Bloggers Book Club – How To Be A Woman

I was really looking forward to reading Caitlin Moran’s book, How To Be ?a Woman. I hadn’t read any reviews of it but judging by the occasional tweet, I guessed it was a humourous version of feminism through the ages and her own take on modern feminism.

It has been described as witty and humourous. I have to admit that I haven’t finished it yet (which says a lot in itself!), I didn’t bring it on holiday with me and am now up to page 216 simply because this review was due today. I have yet to laugh out loud or even smirk while reading it. Am I a prune? Naive? a bore? Strait-laced? Like crime fiction too much? I don’t know but this book isn’t doing a lot for me.

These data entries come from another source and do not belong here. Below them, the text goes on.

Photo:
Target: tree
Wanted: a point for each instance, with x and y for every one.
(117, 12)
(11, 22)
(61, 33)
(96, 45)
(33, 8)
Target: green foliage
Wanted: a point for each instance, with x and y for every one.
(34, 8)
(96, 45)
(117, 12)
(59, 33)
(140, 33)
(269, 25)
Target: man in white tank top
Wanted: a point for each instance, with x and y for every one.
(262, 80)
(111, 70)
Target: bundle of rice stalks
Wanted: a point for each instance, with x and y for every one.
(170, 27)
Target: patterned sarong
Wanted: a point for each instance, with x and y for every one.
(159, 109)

Mostly a memoir including her take on how women act, how they are treated and how they should behave, I do wonder why I’m not enjoying it more – there are lots of glowing reviews out there (as well as some bad ones too) as well as the tweets I mentioned. ?I totally share her ‘concern’ about how modern woman has to behave to be ‘accepted’ into society, how the increase in pornography and its ready availability is affecting how girls and women are treated and also how they behave. Her chapter on how women now have to have waxed almost every hair from their body to be an acceptable sexual partner for any man is perceptive, serious and yet funny. However, she goes on about it at such length (7 pages on pubic hair I think!) ?combined with her own life experiences of when she was 13, weighing 13 stone and shaving her own public hair off, that by the end of the chapter (chapter 2) I’d had enough. I thought she’d never move out of her teenage years – pages and pages were devoted to what names she decided to call her vagina.

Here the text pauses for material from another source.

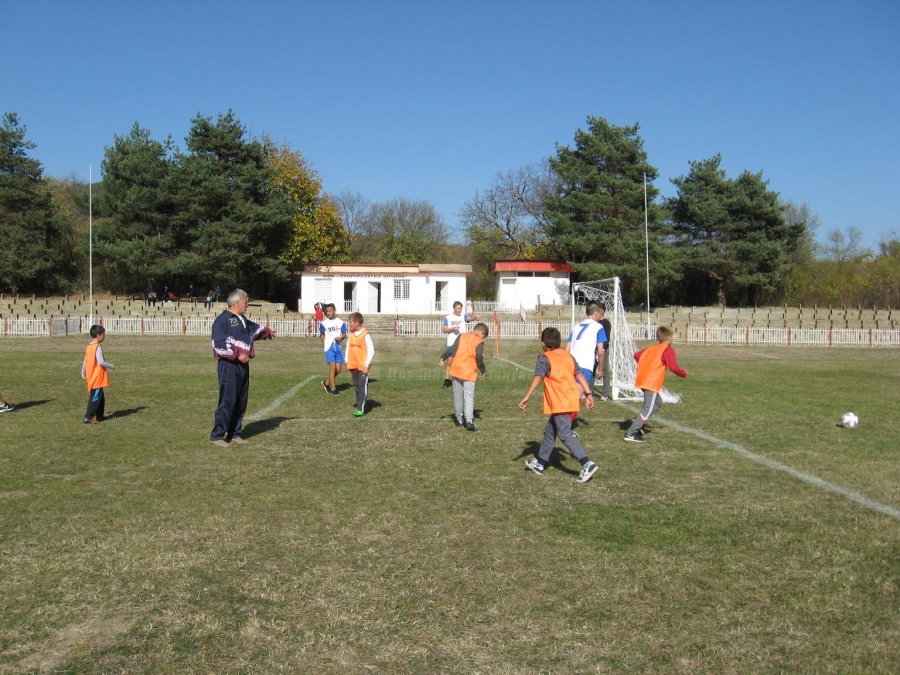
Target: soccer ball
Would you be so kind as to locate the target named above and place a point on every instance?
(849, 421)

Moran does bring up the point that women are spending a ridiculous amount of money and time (not to mention the pain factor) on making themselves not only beautiful but also to be viewed as acceptable by men. She argues against it and yes, here I agree with her. She wants women to be happy with themselves and enjoy life and I say, hear hear but I’d prefer to read it in a short newspaper article than an entire book. She’s a successful columnist and I can see why – I just don’t want to read 300 pages of it.

She raises plenty of serious points about how women have been treated as second class citizens and still are, in so many countries and in some many ways. ?And yes, by embedding it in a memoir about her own experiences is bound to make it more tangible, for me it just didn’t work. It just seemed ridiculous somehow.